Hornady? speer? Federal? high grain? low grain? etc?


----------



## OSU_Fisherman (Mar 1, 2007)

We conducted a semi-scientific test (shooting into phone books haha) to see about penetration, expansion, and whether or not the rounds fell apart. The rounds that performed the best across the board were the Hornady Critical Defense. We tested a couple different brands and 3 different calibers (.38 Special included) and it seemed to perform the best.

Some of the other brands seemed to get 'clogged' and not expand consistently. Personally, I only carry Hornady Critical Defense in my XD40.

As far as the grains go, you'll just have to figure that out with practice. My old carry gun would shoot very differently with different grains.
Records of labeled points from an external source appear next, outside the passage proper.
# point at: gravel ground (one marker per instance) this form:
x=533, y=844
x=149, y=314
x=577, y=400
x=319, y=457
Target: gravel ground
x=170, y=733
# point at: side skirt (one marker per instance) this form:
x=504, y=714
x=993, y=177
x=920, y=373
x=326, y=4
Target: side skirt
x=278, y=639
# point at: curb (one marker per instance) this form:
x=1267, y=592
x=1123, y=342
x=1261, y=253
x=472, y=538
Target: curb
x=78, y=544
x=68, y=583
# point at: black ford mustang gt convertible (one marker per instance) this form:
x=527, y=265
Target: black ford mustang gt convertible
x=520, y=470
With 180gr I was dead on, but with 155gr it was shooting 1 FOOT low! So, put some rounds through your gun and figure out what is most accurate for you.
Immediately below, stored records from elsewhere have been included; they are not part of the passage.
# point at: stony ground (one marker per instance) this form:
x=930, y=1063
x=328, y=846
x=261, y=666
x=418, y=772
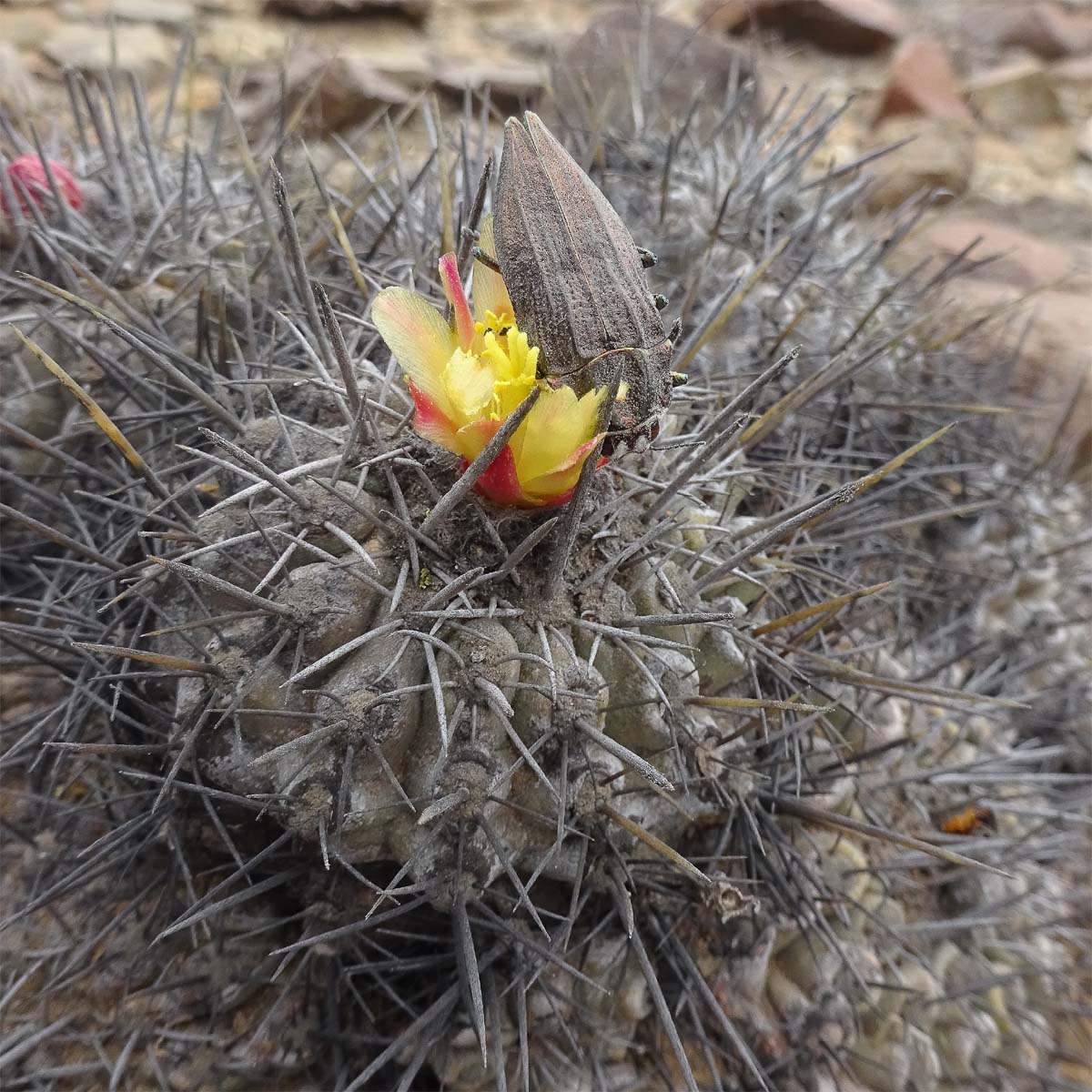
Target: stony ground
x=996, y=98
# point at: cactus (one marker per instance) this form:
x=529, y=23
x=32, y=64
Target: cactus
x=329, y=773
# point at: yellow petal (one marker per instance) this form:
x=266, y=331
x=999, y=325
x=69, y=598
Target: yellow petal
x=489, y=289
x=470, y=382
x=420, y=339
x=557, y=425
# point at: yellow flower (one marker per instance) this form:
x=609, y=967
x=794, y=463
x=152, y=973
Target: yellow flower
x=467, y=378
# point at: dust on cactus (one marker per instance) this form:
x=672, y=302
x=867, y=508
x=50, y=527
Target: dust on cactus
x=336, y=763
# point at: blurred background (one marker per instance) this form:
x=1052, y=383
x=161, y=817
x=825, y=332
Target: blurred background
x=994, y=96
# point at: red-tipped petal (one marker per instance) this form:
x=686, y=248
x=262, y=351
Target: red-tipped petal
x=461, y=309
x=501, y=484
x=430, y=420
x=561, y=480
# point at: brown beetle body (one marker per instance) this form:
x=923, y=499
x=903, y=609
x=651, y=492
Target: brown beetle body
x=577, y=279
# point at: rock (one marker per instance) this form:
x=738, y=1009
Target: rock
x=1046, y=30
x=339, y=9
x=19, y=94
x=1085, y=141
x=1053, y=363
x=599, y=65
x=922, y=81
x=243, y=42
x=938, y=157
x=1076, y=70
x=339, y=90
x=26, y=30
x=140, y=49
x=1015, y=96
x=168, y=12
x=844, y=26
x=1018, y=259
x=512, y=83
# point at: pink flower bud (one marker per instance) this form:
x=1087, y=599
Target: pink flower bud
x=30, y=172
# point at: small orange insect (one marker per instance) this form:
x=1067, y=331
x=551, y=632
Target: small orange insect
x=967, y=822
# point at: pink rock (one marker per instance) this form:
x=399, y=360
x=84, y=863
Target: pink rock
x=922, y=81
x=1015, y=257
x=847, y=26
x=31, y=172
x=343, y=9
x=1046, y=30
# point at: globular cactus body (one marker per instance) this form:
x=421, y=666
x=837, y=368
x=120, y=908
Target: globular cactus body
x=634, y=792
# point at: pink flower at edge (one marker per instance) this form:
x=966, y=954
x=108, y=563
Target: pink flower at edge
x=30, y=172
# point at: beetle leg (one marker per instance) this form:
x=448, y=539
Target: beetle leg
x=486, y=260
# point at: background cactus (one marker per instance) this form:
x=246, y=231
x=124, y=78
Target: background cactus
x=318, y=780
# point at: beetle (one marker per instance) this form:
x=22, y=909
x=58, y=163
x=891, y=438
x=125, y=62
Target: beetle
x=577, y=282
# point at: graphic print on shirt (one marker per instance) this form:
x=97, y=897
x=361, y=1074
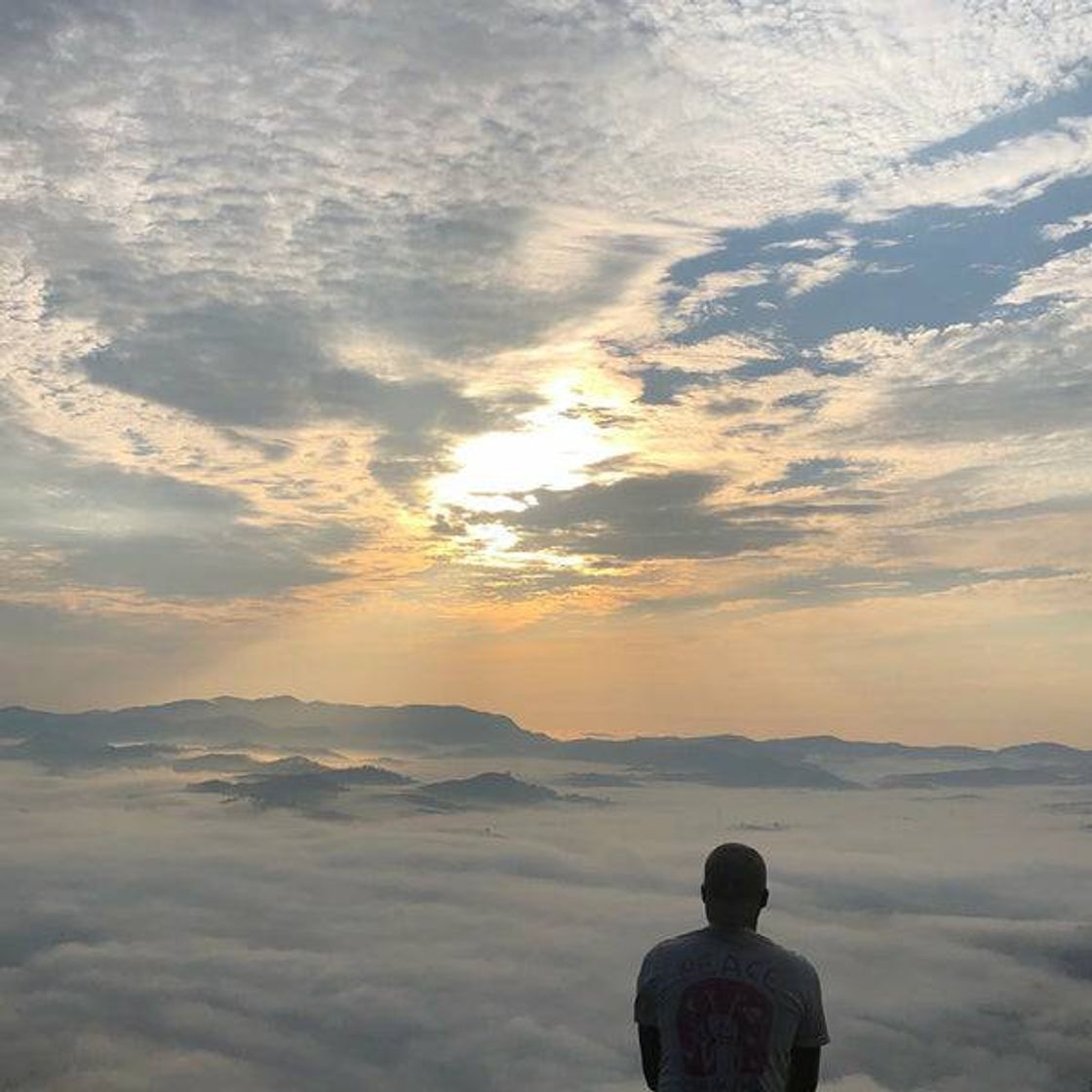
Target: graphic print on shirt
x=724, y=1031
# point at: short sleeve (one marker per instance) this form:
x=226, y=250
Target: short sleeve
x=644, y=1002
x=812, y=1027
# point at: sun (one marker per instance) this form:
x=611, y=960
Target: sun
x=562, y=444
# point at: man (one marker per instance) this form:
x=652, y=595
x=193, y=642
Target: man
x=724, y=1009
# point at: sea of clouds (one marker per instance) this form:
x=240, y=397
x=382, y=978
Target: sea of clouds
x=152, y=938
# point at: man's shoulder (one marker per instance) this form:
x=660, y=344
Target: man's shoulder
x=674, y=946
x=790, y=957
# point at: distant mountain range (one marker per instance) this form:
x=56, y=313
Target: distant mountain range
x=146, y=735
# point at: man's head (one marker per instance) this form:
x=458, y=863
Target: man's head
x=734, y=888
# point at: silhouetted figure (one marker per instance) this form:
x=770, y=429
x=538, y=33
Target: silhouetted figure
x=725, y=1009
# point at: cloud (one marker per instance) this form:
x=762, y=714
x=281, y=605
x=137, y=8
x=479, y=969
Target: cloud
x=102, y=526
x=817, y=472
x=1007, y=174
x=667, y=516
x=163, y=937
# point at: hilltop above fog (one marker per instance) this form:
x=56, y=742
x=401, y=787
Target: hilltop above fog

Also, check out the forums at www.buckeyefirearms.org ...the guys over there are very helpful for any qustions you might have.


----------



## Sharp Charge (Jun 24, 2009)

I run Speer gold dot's in my .40 and the +P's in my wife's .38 snub. The +P's are 138 grain, I imagine you can find the same bullet in a standard load.


----------



## scallop (Apr 1, 2007)

+1 for the hornaday, i carry it in my .40xd and wife in her lcr. brother and his wife and business partner and his wife both carry it as well, have done some infomal tests and read tons of articles and it seems to be on the top.


----------



## chardhead (Jul 8, 2009)

Federal made a nickle plated case "nyclad" hollow point .38 special for Snub Nose pistols. I belive they called the bullet "dead soft lead" it has a very large hollow point bullet coated with nylon to lube bullet and reduce lead fouling in the barrel. Low flash from the short barrel guns.


----------



## steve b (Jun 15, 2009)

Speer Gold Dot, find the "short barrel" variety. The bullet is tweeked to open correctly at the lower velocity the short barrels will give you. steve b


----------



## monsterKAT11 (Jun 20, 2004)

i carry hornady in both my .40 and .380.


----------